In 2012, researchers at Johns Hopkins University estimated that chronic pain costs the U.S. economy up to $635 billion a year in healthcare costs and lost productivity. Yet the NIH spent only $358 million on pain research that year, according to journalist Judy Foreman in her book, “A Nation in Pain.”

“It is a huge burden with very little actual research going into it. And still a lot of unmet medical need,” said Gabriel Baertschi, CEO of Grünenthal, a German pharmaceutical company. “The odds of succeeding in pain research are lower than in other areas. It’s much more complex than other diseases in a sense that if you hit one target you are not necessarily resolving pain. Pain is multi-dimensional. That explains why from a research point of view you don’t always succeed.”

Grünenthal is a research-oriented company that focuses on finding new treatments for conditions such as bladder pain and Complex Regional Pain Syndrome (CRPS). Recently the FDA designated an experimental drug being developed by Grünenthal as a potential breakthrough therapy for CRPS. The company is now in advanced stages of clinical trials.

Because it’s smaller and privately owned, Baertschi says Grünenthal can afford to explore new treatments for rare diseases that “Big Pharma” companies are not interested in developing.

“Most of the companies that were active in pain have closed their pain research centers,” he told PNN in an interview last month. “I think a lot of companies are pulling out because the cost of developing pain drugs has been immense. If you look at the latest generation of pain drugs, it has cost billions of dollars.

“That has scared off companies and I think companies are more focused on areas where the returns are better from a pricing point of view. Because quite frankly, if you look at oncology you can get (drug) prices that are far better than for pain.”

Insurers Refuse to Pay for New Treatments

Another problem is insurance coverage. A few years ago the U.S. Food and Drug Administration pressured drug makers to develop abuse deterrent technology for opioids to reduce the risk of abuse and addiction. Some companies spent hundreds of millions of dollars developing abuse deterrent opioids that insurers now refuse to pay for because they are more expensive.

“Payers are a huge barrier to innovative therapies because they block coverage.

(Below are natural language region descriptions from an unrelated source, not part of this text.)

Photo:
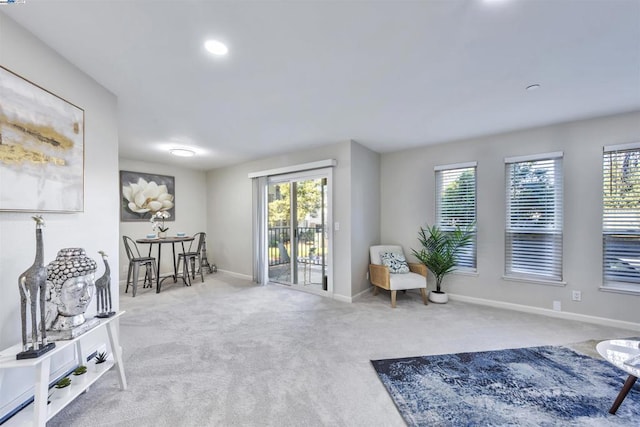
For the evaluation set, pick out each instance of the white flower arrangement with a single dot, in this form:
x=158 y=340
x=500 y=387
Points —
x=157 y=221
x=143 y=197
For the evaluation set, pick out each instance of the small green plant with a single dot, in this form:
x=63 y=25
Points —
x=65 y=382
x=80 y=370
x=101 y=357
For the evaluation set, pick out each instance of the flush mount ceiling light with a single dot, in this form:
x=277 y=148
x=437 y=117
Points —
x=215 y=47
x=182 y=152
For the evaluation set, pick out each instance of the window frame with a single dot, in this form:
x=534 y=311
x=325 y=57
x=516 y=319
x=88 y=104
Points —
x=439 y=171
x=620 y=286
x=547 y=235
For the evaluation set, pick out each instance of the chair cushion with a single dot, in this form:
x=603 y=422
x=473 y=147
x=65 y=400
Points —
x=395 y=261
x=375 y=251
x=398 y=282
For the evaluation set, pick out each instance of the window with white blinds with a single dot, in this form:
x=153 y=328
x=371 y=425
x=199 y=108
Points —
x=456 y=205
x=533 y=235
x=621 y=218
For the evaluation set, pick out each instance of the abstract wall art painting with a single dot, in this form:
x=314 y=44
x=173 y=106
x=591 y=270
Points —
x=41 y=149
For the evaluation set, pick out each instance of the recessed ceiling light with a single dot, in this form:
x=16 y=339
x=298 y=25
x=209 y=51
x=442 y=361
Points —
x=182 y=152
x=216 y=47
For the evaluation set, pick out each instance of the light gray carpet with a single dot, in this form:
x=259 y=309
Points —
x=229 y=353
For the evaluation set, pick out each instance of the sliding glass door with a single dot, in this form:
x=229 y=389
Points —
x=297 y=232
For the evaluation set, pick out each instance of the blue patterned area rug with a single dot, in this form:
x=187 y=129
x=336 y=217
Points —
x=537 y=386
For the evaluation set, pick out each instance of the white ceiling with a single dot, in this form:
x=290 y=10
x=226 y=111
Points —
x=388 y=74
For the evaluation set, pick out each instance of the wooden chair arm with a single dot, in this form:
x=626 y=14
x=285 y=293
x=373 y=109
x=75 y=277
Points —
x=419 y=268
x=379 y=276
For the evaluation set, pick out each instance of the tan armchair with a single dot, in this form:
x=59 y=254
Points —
x=381 y=277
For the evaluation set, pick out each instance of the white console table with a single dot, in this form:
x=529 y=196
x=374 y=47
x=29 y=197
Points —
x=38 y=412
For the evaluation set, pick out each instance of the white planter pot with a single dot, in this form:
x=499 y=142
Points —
x=438 y=298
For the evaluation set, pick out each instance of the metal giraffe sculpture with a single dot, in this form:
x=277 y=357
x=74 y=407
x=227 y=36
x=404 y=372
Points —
x=32 y=284
x=103 y=290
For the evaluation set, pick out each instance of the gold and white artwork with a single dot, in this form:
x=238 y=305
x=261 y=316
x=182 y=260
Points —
x=41 y=148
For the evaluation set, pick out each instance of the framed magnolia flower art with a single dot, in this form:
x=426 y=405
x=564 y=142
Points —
x=144 y=195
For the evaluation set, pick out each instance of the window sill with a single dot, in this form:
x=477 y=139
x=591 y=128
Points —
x=465 y=272
x=536 y=281
x=621 y=289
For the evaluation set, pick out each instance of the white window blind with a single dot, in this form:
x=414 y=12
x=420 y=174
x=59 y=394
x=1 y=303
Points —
x=456 y=206
x=621 y=218
x=533 y=236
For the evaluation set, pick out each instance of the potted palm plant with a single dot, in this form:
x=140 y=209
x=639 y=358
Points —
x=439 y=253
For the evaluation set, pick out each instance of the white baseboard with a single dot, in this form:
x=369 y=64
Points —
x=342 y=298
x=547 y=312
x=234 y=274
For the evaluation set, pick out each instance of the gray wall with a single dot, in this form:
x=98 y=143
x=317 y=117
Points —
x=365 y=213
x=92 y=229
x=407 y=194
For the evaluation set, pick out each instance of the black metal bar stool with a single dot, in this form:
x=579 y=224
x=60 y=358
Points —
x=135 y=261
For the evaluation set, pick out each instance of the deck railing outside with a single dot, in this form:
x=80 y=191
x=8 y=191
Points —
x=310 y=245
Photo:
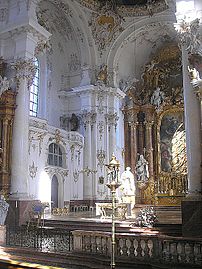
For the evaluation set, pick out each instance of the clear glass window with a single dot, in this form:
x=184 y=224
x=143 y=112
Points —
x=55 y=155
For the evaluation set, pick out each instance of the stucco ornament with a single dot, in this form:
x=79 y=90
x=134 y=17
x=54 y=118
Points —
x=25 y=69
x=189 y=35
x=105 y=24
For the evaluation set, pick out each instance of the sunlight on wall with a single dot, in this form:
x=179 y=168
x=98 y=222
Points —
x=44 y=187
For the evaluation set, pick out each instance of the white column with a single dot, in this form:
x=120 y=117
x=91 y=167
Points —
x=19 y=175
x=87 y=188
x=193 y=135
x=94 y=157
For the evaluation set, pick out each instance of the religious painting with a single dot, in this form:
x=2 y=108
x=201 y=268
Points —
x=172 y=143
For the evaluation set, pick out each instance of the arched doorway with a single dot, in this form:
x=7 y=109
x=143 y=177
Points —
x=54 y=191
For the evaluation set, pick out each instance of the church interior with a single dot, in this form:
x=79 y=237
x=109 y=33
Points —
x=101 y=134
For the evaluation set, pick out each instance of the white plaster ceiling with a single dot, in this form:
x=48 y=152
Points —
x=126 y=55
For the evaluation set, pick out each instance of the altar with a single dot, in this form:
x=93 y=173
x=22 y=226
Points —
x=122 y=210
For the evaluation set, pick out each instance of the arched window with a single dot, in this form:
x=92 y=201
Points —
x=34 y=92
x=55 y=155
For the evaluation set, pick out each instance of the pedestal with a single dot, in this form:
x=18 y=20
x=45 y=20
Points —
x=192 y=218
x=2 y=235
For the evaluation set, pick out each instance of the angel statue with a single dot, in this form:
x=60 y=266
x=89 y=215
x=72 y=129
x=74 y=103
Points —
x=141 y=169
x=157 y=97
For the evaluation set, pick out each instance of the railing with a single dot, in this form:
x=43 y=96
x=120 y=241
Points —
x=42 y=239
x=141 y=248
x=130 y=248
x=181 y=251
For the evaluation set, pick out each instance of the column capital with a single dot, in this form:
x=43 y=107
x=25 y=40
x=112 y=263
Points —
x=88 y=117
x=111 y=118
x=189 y=35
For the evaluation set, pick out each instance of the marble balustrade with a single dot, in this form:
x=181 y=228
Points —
x=145 y=248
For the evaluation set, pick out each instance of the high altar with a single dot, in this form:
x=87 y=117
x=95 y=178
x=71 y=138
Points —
x=154 y=128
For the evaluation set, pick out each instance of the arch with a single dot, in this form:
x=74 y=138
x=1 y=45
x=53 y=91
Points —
x=55 y=155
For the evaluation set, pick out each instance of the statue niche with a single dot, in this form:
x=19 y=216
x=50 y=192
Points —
x=154 y=128
x=7 y=110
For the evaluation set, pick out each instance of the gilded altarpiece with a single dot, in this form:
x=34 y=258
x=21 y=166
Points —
x=7 y=110
x=154 y=128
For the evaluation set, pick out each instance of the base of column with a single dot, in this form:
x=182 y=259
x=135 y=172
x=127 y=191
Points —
x=192 y=217
x=2 y=235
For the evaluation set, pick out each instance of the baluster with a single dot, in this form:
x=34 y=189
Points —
x=179 y=252
x=150 y=246
x=197 y=254
x=143 y=245
x=135 y=244
x=98 y=244
x=124 y=248
x=93 y=244
x=120 y=247
x=128 y=246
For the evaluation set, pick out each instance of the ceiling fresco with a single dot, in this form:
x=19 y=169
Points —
x=127 y=8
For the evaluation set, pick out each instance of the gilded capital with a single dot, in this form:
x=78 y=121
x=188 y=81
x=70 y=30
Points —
x=25 y=69
x=189 y=35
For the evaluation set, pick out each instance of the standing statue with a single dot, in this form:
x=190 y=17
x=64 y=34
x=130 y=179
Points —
x=128 y=183
x=4 y=84
x=128 y=189
x=142 y=170
x=74 y=121
x=157 y=97
x=3 y=209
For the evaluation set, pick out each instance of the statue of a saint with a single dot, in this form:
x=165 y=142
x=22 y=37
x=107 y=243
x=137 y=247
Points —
x=74 y=121
x=128 y=189
x=157 y=97
x=128 y=183
x=142 y=171
x=3 y=209
x=4 y=84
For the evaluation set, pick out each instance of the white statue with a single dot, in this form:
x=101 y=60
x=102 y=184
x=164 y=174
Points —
x=157 y=97
x=3 y=209
x=128 y=190
x=128 y=183
x=142 y=171
x=4 y=84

Without insurance coverage there is little incentive to invest,” said Lynn Webster, MD, a leading expert and researcher in pain management, who is vice president of Scientific Affairs at PRA Health Sciences. 

“In the past 30 years there haven't been more than 3 new chemical entities approved by the FDA. One reason is that we don't understand enough about the different mechanisms generating pain,” Webster explained. “I see our current approach is similar to how cancer research was conducted 60 years ago.  Back then most cancers were treated with the same monotherapies.  Once research delved into the multi-mechanistic contributions to cancer, therapeutic advances were possible. We need to do the same for pain. And insurance has to pay for the innovations.”

“Pain is unfortunately penalized by society. People feel there is enough treatment available,” said Grünenthal’s Baertschi. “There are a lot of very good pain therapies out there. But there are quite a few areas, especially niche areas and specific pain types, that are not being treated adequately and that’s where we focus our research.”

One analyst said it is unlikely Congress will go along with the proposed cuts in the NIH budget because it funds politically popular programs.

"At worst, we believe NIH (funding) will remain flat in a continuing resolution if there is a government spending standoff," wrote Cowen analyst Doug Schenkel in a note to investors. "Although NIH funding hasn't kept up with inflation, the only time there were cuts to the agency in the past decade was when Congress' hand was forced by sequestration."

A Coalition to Save NIH Funding has also been formed to lobby against the budget cuts.

"We were dismayed to learn that the NIH is vulnerable to deep funding cuts," said Carrie Jones of JPA Health Communications, which is managing the coalition. "Each day America benefits from the innovation and scientific discoveries made at the NIH. We won't sit idly by and watch critical research be stifled."